Clin Endosc.  2013 Sep;46(5):456-462.

Preventing and Controlling Bleeding in Gastric Endoscopic Submucosal Dissection

Affiliations
  • 1Division of Gastroenterology, Department of Internal Medicine, Yonsei Institute of Gastroenterology, Yonsei University College of Medicine, Seoul, Korea. sklee@yuhs.ac

Abstract

Although techniques and instruments for endoscopic submucosal dissection (ESD) have improved, bleeding is still the most common complication. Minimizing the occurrence of bleeding is important because blood can interfere with subsequent procedures. Generally, ESD-related bleeding can be divided into intraprocedural and postprocedural bleedings. Postprocedural bleeding can be further classified into early post-ESD bleeding which occurs within 48 hours after ESD and late post-ESD bleeding which occurs later than 48 hours after ESD. A basic principle for avoiding intraprocedural bleeding is to watch for vessels and coagulate them before cutting. Several countertraction devices have been designed to minimize intraprocedural bleeding. Methods for reducing postprocedural bleeding include administration of proton-pump inhibitors or prophylactic coagulation after ESD. Medical adhesive spray such as n-butyl-2-cyanoacrylate is also an option for preventing postprocedural bleeding. Various endoscopic treatment modalities are used for both intraprocedural and postprocedural bleeding. However, hemoclipping is infrequently used during ESD because the clips interfere with subsequent resection. Bleeding that occurs as a result of ESD can usually be managed easily. Nonetheless, more effective ways to prevent bleeding, including reliable ESD techniques, must be developed.

Keyword

Endoscopic submucosal dissection; Hemorrhage; Prevention and control; Hemostasis

MeSH Terms

Adhesives
Enbucrilate
Hemorrhage
Hemostasis
Adhesives
Enbucrilate

Figure

  • Fig. 1 Examples of intraprocedural bleeding. (A) A saline solution containing epinephrine (0.01 mg/mL) mixed with indigo carmine was injected into the submucosal layer using a 21-gauge needle to lift the lesion from the muscle layer. (B) Bleeding from the injected site can be controlled relatively easily with strategies including spontaneous hemostasis, saline spray with diluted epinephrine, and compression with an endoscope tip. (C) Circumferential incision in the stomach upper body. (D) Bleeding from needle knife incision. Bleeding in the upper body occurs because of abundant submucosal blood vessels with large diameters. This bleeding is more serious than bleeding from injections. Bleeding from lesions comes into the endoscope cap, which is retroflexed, obscuring the vision. (E) Bleeding from insulated tipped knife incision. (F) Bleeding could not be identified here, and therefore (G, H) additional incisions were performed in order to see the bleeding source more clearly. Coagulation of the abundant vascular networks using a knife with swift mode was performed.

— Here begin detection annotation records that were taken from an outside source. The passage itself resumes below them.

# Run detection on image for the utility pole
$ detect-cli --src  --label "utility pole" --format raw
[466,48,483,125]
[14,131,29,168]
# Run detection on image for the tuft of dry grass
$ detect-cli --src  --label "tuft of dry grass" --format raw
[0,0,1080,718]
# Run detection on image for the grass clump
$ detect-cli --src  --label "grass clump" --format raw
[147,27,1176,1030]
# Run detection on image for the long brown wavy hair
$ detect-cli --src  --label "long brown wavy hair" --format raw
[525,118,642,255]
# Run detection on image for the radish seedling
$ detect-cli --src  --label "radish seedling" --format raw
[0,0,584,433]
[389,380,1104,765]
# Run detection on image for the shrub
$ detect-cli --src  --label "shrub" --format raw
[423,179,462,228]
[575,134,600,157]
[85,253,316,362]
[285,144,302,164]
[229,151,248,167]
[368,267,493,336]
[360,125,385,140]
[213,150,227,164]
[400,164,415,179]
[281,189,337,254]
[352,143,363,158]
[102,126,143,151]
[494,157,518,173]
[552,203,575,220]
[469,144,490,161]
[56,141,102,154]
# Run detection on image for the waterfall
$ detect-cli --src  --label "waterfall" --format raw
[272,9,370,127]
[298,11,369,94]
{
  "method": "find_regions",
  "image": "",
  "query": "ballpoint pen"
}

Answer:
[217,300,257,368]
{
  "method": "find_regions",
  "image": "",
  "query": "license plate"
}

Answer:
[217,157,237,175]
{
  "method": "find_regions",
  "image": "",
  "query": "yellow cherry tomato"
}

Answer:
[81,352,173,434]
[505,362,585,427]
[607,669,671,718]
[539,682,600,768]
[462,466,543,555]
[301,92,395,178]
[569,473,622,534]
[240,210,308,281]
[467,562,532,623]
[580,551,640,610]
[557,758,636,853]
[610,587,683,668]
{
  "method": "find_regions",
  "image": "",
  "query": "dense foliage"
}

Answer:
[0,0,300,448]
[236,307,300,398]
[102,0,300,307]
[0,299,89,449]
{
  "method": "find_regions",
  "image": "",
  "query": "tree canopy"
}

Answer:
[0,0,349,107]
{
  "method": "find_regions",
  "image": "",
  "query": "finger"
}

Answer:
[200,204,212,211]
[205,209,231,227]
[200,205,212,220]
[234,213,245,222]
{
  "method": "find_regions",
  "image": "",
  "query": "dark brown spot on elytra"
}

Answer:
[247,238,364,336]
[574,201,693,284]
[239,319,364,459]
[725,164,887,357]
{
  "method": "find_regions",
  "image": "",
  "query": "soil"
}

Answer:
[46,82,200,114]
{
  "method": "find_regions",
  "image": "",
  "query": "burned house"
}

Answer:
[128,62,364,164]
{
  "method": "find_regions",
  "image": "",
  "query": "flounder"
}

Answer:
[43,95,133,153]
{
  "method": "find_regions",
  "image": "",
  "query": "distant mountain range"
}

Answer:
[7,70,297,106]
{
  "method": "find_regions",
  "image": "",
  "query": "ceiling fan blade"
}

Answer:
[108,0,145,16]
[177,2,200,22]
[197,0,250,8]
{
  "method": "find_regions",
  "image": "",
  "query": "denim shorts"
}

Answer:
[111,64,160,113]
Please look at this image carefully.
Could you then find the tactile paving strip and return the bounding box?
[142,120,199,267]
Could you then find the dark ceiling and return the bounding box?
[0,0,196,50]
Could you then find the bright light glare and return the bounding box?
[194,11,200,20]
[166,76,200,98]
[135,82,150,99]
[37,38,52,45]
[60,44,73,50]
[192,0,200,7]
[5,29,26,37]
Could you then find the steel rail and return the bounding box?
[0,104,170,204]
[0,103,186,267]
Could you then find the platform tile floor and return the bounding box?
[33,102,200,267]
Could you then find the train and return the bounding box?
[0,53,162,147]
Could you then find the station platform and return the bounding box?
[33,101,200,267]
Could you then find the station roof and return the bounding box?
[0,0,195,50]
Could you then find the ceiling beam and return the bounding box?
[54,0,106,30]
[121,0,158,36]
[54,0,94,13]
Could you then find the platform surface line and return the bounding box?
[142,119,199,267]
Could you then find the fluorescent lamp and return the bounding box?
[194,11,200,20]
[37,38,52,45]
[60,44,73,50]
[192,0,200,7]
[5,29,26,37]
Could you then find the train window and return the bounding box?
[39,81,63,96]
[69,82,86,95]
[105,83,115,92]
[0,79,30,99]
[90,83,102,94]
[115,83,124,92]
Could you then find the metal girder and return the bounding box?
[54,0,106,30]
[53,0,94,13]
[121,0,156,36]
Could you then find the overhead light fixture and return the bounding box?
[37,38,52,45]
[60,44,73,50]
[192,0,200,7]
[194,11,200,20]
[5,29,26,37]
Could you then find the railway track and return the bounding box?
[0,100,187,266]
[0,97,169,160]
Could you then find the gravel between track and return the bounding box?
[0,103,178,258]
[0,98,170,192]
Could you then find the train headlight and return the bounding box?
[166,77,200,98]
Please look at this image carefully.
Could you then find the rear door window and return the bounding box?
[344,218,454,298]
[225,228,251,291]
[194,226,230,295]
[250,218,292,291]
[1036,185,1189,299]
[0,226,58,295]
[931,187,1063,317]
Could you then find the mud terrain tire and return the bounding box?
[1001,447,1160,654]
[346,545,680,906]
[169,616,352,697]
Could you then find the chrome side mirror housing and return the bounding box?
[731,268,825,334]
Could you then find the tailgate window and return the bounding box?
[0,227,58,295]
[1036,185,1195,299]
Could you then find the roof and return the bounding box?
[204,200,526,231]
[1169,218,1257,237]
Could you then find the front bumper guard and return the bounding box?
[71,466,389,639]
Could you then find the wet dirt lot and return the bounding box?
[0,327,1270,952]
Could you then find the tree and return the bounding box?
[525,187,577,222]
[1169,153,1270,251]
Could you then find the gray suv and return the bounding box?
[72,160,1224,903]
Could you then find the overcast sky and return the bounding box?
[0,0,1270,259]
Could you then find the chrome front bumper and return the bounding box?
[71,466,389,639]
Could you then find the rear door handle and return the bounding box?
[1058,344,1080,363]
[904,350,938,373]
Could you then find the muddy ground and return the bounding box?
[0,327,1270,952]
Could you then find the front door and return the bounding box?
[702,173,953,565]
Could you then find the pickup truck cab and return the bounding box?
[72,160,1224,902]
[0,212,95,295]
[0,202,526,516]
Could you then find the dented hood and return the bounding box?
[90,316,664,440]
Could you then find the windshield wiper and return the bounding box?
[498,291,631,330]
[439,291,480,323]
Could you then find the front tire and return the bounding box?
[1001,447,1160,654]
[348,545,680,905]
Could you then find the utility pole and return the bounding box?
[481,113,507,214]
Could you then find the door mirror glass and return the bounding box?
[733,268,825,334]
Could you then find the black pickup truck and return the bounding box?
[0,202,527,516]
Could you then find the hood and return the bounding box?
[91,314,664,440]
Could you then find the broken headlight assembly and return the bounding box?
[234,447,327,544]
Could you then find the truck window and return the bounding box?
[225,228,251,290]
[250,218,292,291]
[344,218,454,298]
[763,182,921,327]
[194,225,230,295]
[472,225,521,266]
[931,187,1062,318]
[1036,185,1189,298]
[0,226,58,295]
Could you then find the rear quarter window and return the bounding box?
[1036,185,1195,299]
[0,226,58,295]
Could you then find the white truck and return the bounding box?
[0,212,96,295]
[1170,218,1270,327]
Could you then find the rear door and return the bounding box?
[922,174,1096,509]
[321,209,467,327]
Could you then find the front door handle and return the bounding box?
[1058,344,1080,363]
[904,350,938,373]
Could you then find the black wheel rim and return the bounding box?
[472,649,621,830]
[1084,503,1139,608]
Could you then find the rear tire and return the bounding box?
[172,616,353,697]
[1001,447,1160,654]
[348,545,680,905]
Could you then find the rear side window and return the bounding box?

  • Fig. 2 Watch for vessels, and coagulate them before cutting to prevent intraprocedural bleeding. Understanding stomach anatomical characteristics such as large-diameter perforating vessels in the lesser body curvature is important. Submucosal dissection in this area should be cautious compared to the antrum. (A-C) During submucosal dissection, one large vessel was identified, and dissection was stopped. (D-F) Thermocoagulation hemostasis using hemostatic forceps was performed.